Global banking regulators shouldn’t see debt limits, known as leverage ratios, as a panacea for how to prevent excessive risk-taking at lenders, according to the chief official at the Basel Committee on Banking Supervision.
“Despite its apparent simplicity, an internationally comparable leverage ratio is anything but simple to design,” Wayne Byres, the Basel Committee’s secretary general, said in a speech in Portugal. “Believe me, it is not easy.”
Byres’s warning of the limitations of the debt limits follows a growing push from regulators to simplify capital rules for banks, with more reliance on leverage ratios. U.S. Federal Deposit Insurance Corp. board member Thomas Hoenig called last month for most Basel rules to be scrapped in favor of an indebtedness limit. Andy Haldane, the Bank of England’s executive director for financial stability, has also said that Basel rules may be too complicated to function effectively.
Leverage ratios force banks to hold a minimum amount of capital against their assets, with the capital requirement measured as a percentage of the assets’ total value. This restricts how far lenders can finance their activities through debt.

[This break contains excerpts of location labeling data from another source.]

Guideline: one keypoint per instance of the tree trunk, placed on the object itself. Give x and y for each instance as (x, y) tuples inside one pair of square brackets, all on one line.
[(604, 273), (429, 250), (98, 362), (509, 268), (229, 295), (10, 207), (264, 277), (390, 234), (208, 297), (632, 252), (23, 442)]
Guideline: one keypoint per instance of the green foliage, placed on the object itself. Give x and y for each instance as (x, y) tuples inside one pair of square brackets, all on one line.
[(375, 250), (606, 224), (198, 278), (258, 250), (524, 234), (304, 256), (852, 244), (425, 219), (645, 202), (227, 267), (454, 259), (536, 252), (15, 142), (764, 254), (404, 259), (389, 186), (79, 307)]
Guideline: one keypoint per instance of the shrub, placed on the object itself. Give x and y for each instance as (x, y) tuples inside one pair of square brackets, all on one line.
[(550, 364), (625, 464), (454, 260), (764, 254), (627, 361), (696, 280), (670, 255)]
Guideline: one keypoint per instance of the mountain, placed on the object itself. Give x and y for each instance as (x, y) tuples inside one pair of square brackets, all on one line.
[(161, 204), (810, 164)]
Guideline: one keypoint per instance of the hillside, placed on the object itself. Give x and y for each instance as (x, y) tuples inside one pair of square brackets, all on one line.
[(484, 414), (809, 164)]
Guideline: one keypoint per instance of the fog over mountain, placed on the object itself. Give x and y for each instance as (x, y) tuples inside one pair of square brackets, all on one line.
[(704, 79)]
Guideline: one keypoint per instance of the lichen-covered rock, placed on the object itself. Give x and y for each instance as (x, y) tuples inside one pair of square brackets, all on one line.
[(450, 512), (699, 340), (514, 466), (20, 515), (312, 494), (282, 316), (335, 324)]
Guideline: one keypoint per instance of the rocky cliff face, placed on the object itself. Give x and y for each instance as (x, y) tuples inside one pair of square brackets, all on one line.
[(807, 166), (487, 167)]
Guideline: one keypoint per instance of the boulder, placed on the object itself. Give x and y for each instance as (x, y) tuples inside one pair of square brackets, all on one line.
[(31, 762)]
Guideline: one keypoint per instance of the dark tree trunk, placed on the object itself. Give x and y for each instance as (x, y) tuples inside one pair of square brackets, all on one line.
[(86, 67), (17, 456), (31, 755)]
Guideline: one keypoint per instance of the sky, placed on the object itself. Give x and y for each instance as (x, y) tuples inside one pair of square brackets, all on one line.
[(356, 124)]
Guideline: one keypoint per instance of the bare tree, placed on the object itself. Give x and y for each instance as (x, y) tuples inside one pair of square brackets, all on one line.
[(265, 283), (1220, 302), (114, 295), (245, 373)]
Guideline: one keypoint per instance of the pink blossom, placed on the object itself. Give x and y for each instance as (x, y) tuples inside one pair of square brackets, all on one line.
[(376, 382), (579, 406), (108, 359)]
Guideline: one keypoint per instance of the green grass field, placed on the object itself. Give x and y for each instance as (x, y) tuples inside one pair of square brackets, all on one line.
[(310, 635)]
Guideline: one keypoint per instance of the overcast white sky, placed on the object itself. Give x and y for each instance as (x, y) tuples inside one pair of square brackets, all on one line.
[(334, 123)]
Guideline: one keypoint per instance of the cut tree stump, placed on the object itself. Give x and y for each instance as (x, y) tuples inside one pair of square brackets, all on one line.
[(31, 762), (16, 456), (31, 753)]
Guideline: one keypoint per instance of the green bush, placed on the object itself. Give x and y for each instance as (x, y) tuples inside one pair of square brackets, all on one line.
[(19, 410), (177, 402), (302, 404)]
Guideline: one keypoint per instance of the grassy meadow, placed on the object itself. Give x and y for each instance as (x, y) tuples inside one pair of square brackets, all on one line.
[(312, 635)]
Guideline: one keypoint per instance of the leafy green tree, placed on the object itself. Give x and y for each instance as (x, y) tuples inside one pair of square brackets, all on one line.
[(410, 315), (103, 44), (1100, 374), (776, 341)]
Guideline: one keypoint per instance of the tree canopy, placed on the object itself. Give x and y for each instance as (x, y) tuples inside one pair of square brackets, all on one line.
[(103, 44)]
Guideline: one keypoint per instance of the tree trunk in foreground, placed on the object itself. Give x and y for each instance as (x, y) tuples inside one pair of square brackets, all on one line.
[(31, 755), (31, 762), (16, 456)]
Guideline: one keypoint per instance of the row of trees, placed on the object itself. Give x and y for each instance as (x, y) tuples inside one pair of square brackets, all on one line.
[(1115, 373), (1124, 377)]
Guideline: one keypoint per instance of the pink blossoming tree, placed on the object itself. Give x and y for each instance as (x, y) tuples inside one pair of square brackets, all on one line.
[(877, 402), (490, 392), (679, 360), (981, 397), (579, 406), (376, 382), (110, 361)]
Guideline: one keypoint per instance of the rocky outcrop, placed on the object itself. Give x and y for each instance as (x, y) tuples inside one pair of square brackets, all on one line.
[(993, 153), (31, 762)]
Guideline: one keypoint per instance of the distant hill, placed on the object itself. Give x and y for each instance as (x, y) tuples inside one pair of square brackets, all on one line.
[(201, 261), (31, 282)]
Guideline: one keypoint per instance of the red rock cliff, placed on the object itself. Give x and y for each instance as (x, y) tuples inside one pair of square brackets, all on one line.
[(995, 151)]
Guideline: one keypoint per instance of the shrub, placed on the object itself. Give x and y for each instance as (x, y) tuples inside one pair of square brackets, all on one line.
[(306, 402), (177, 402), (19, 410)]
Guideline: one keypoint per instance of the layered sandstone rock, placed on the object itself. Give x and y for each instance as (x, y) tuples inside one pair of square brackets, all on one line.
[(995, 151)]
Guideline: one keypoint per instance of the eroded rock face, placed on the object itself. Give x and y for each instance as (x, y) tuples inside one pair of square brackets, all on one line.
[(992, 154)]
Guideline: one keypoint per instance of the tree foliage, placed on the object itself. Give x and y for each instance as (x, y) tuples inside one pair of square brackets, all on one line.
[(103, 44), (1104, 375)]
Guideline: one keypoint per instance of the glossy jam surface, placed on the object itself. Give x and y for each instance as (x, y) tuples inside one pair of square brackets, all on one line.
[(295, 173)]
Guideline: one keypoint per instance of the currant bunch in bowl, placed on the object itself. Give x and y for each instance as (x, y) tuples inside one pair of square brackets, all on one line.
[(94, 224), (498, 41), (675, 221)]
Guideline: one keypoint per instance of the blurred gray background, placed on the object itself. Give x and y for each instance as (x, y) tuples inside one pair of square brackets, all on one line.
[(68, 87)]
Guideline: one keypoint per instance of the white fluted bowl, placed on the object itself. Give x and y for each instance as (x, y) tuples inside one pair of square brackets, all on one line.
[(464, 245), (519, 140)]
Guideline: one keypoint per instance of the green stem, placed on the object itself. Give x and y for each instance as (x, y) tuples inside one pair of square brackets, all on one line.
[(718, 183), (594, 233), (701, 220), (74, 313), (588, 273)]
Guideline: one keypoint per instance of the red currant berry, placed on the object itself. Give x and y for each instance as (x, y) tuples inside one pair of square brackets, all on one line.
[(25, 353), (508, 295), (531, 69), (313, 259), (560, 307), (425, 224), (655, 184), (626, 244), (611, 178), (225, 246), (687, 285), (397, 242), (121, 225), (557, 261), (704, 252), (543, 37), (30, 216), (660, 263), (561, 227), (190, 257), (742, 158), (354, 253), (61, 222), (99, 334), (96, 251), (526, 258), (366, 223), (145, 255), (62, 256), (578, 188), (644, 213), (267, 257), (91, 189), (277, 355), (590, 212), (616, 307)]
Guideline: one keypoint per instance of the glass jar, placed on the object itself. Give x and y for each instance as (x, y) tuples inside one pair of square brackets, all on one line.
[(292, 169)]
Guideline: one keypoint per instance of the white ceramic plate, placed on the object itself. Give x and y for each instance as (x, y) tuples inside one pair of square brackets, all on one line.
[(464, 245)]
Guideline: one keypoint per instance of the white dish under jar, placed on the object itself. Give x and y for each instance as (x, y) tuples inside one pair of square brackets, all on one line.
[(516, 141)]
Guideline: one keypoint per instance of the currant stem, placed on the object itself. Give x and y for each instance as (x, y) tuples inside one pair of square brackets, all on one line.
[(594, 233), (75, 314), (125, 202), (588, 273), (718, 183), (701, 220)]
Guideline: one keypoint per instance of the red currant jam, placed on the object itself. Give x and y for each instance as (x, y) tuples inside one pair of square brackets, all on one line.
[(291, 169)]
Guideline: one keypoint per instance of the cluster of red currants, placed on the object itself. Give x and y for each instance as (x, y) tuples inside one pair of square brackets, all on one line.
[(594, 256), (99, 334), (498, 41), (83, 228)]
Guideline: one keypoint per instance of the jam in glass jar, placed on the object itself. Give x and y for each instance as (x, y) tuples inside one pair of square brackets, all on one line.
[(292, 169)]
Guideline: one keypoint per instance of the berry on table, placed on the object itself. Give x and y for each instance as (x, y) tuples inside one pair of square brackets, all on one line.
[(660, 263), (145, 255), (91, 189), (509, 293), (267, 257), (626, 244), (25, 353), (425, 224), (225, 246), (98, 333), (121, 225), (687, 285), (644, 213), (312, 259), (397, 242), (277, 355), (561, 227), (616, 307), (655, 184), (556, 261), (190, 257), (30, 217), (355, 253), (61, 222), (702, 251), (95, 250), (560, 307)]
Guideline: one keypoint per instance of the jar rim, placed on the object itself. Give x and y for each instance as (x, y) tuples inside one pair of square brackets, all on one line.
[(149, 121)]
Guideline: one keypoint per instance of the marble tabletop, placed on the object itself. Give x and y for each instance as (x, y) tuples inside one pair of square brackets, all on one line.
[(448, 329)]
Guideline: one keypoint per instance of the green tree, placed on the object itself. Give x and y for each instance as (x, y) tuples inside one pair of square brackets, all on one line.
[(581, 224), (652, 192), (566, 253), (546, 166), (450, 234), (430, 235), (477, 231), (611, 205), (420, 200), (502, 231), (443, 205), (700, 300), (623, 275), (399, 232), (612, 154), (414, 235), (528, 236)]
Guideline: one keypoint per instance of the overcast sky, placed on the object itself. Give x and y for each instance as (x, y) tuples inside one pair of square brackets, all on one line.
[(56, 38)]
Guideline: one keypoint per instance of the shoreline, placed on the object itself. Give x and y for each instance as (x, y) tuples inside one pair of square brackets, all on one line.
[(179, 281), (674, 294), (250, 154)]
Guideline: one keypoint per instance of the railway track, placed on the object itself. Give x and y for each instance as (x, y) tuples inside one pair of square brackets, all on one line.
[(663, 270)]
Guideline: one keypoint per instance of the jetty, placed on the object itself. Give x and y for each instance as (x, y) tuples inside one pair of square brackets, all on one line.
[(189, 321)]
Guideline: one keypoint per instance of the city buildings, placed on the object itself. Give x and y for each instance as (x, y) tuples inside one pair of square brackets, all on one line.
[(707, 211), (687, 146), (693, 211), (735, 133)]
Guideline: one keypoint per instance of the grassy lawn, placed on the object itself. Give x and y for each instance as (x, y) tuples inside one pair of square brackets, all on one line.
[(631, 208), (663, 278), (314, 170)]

An overhaul of the Basel group’s bank rules in 2010 included a leverage ratio alongside other capital rules that require lenders to assess the riskiness of the assets they hold.
Byres defended this approach, saying that relying only on a leverage ratio might encourage banks to increase, rather than reduce, their risk taking.
“A simple capital-to-assets ratio will, on its own, create incentives for banks to undertake riskier activities,” he said. Banks may also find ways to get around the measure, he said.